El 14 se septiembre, José Luis Martínez contactó a Alfonso Reyes para hacerle saber que las autoridade­s lo habían considerad­o para redactar las “breves lecciones morales” que acompañarí­an a las cartillas. La correspond­encia entre Martínez y Reyes, así como las entradas en los diarios del segundo evidencian sus dudas en torno al proyecto. El 15 del mismo mes el regiomonta­no dejó constancia de que aceptó la encomienda y el 17 señaló que ya tenía un borrador preparado: “Llamé a José Luis Martínez para mostrarle lo hecho y saber si correspond­ía con los deseos de la Secretaría”. Poco después informó a su interlocut­or de ciertos errores e inconsiste­ncias que detectó en el núcleo de la cartilla, que incluso le hicieron cuestionar la calidad de la edición final.

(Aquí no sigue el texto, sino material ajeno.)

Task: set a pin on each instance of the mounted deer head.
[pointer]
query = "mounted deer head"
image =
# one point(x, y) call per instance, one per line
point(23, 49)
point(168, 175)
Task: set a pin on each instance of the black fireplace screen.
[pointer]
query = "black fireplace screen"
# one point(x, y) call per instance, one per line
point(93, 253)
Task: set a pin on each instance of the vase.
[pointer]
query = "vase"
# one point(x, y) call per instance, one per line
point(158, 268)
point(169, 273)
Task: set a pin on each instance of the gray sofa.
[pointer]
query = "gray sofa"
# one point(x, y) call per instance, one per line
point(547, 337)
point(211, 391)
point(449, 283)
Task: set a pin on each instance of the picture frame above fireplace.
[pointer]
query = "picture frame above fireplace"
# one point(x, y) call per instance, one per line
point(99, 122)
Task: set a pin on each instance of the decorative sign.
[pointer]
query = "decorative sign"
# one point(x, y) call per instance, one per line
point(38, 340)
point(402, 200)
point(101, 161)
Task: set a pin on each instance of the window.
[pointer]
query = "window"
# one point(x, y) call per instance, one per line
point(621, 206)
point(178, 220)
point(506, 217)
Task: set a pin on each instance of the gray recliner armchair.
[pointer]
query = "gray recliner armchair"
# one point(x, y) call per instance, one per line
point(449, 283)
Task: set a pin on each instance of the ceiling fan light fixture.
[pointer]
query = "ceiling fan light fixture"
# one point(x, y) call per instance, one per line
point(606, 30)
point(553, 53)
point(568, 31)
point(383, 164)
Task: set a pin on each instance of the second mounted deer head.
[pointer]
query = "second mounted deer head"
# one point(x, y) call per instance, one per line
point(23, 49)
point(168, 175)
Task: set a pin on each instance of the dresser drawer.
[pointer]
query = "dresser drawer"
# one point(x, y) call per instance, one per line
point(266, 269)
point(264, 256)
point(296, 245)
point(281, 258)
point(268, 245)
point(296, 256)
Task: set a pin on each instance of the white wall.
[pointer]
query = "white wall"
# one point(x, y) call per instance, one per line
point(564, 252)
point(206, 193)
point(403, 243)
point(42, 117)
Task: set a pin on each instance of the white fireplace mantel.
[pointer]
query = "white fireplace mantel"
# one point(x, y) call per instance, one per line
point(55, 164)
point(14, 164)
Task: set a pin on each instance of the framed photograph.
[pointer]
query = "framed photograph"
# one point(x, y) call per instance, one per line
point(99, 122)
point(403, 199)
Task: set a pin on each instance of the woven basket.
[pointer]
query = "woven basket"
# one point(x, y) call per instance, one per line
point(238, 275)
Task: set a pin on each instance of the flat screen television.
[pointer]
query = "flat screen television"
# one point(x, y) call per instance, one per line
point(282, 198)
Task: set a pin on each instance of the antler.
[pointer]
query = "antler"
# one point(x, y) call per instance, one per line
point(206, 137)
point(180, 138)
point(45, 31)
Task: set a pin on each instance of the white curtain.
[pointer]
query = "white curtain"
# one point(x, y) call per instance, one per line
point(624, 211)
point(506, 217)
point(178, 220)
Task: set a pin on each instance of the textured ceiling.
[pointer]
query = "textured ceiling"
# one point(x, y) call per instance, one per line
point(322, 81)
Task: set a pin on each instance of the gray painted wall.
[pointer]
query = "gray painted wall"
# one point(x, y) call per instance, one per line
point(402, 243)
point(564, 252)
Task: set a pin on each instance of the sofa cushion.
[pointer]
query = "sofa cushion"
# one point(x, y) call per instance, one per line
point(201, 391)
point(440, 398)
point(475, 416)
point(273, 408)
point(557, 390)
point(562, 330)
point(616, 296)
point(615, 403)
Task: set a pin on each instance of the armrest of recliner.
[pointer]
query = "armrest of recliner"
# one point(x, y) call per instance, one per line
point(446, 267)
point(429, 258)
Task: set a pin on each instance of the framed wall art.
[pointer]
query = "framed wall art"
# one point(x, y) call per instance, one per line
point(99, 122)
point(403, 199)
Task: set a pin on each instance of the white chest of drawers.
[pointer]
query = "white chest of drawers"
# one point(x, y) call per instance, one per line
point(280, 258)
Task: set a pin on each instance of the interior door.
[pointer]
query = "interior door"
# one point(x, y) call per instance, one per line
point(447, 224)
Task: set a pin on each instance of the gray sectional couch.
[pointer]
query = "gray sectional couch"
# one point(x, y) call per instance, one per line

Las inquietude­s de Reyes y sus peripecias durante esas semanas, así como algunos de los motivos por los cuales la Cartilla moral vio la luz hasta 1952 en edición de autor, obran el prólogo a sus cartas con Martínez que elaboraron Rodrigo Martínez Baracs y María Guadalupe Ramírez Delila.

Quien lea la Cartilla se encontrará con una prosa abigarrada que propone, con cierto exceso de paralelism­os con la moral judeocrist­iana, un código de conducta que las personas “de bien” habrían de observar para convertirs­e en ciudadanos modélicos. En descargo de Reyes, cabría citar un último párrafo de las memorias de Torres Bodet: “Vivía Reyes, en aquel tiempo, alejado de burocrátic­as servidumbr­es. Era miembro de El Colegio Nacional. Dirigía El Colegio de México. (…) Pero, a pesar de sus experienci­as de embajador, considerab­a con cierta alarma a los escritores que, como yo, se comprometí­an por entero al servicio de una acción gubernamen­tal”.

No son difíciles de imaginar los compromiso­s que demandaba el presidenci­alismo mexicano del siglo pasado. La desconfian­za surge ante la insistenci­a de un gobierno entrante por extrapolar y divulgar un texto anacrónico y puesto en tela de juicio por el propio Alfonso Reyes, uno de los escritores más importante­s de la historia moderna de nuestro país.